Sundays at the Scruffy is also quiz night run by Mick, the only sixty year old still hoping that the mullet hair style will come back in style. You can even gauge the weather by Mick – more reasons to shop at The Scruffy – as when he finally gives in and ditches the shorts you know its time to switch to the winter duvet and flick the heating on.
Magically, around about ten o’clock the place starts to fill up with punters desperate to fight tooth and nail for a free gallon of ale, challenged by Mick’s diverse questions on life as we think we know it.
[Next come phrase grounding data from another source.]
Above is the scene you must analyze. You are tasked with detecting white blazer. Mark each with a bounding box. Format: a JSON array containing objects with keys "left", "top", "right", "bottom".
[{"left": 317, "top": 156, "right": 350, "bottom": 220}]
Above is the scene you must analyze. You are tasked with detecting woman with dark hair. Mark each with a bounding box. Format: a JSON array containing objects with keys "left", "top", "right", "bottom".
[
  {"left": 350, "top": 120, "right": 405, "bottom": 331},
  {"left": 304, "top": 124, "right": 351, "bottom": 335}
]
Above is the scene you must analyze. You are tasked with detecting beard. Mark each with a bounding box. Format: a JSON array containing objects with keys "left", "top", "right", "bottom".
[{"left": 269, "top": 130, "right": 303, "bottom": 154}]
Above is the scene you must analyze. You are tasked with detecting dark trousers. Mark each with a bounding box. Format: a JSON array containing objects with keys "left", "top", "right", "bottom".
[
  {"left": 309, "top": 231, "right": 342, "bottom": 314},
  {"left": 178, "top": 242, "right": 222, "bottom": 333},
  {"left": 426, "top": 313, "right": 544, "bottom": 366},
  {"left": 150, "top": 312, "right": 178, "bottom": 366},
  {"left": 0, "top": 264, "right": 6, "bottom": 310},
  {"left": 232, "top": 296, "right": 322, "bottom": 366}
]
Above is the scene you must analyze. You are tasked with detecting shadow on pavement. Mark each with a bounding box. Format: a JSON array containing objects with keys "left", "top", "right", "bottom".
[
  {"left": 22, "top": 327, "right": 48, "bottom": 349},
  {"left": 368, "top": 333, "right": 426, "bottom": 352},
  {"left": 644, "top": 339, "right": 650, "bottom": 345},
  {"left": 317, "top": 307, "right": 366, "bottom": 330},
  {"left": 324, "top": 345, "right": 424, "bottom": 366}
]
It’s at this point you also get the chance to engage in ever more rounded debates on the topics of the day; this is good as after 2 hours of Big Al you begin to think that President Assad is maybe not all that bad.
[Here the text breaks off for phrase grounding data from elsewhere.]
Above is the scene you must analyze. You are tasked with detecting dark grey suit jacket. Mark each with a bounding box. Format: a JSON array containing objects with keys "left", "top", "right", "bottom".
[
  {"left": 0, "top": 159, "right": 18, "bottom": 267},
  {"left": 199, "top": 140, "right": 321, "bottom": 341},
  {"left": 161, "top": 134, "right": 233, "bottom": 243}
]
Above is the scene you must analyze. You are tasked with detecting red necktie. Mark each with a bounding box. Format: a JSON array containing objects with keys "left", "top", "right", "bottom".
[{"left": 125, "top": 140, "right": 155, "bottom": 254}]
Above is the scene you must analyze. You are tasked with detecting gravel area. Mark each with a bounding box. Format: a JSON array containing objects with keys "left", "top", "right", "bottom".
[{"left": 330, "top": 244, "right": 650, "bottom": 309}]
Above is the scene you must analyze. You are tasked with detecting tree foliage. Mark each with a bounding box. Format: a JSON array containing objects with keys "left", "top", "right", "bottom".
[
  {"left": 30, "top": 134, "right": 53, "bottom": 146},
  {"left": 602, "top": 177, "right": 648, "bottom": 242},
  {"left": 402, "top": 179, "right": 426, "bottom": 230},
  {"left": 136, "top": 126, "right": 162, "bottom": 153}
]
Then the Fishermen will all start to roll in, several examples of filthy rich, bronzed pensioners, all bemoaning their lot and focused on the free gallon as if it was the Euro Lottery. Politics is often a hot topic as it was the other night.
“Tony Blair then, what do you really think of him” I asked one greying, bearded old sage.
“C*nt!”
“Not sure that will get you on Question Time mate…any more thoughts?”
“F*cking c*nt!”
And so it is that The Fishermen are unlikely targets of any focus groups that might be coming to town soon.
At about this time we are also treated to a marvellous game of Old Age Musical Chairs as two couples enter the fray and anxiously peer around the corner to see if THEIR seats are free. Unlike “Friends” where the sofa is always free, sometimes our confused old couples find they have to sit elsewhere. Fidgeting ensues, the men are dispatched to the bar as the two old girls fix eyes on the trespassers, waiting for them to move across the road to the New Inn, unable to cope with the glares anymore.
As soon as the seats become vacant the old girls are moving faster than as if at the Debenhams’ sale, leaving their hapless men to gather up drinks, coats and walking sticks as they secure their “turf” again. All is well for another week as the hapless men tuck into their pints of liberty. As they say, its the price you pay.
Places like The Scruffy are priceless offering diverse and entertaining company to men and women alike plus relief from the pressures of the working day (bit rich that one…Ed). You can seek a solitary pint on your favourite stool, flirt outrageously with Our Jackie knowing you are one quip away from a cauliflower ear and just occasionally you can get deliriously pissed and know that the welcome will be just as good next time you dare show your rosey face. Come find us one Sunday.
Patch says
What a great piece. I’m surprised that I’m not in the regular category that al is in. As far back as I can remember I’m in the bear on a Sunday. Paula is going to want to know where I’m supposedly spending my Sundays now you muppet.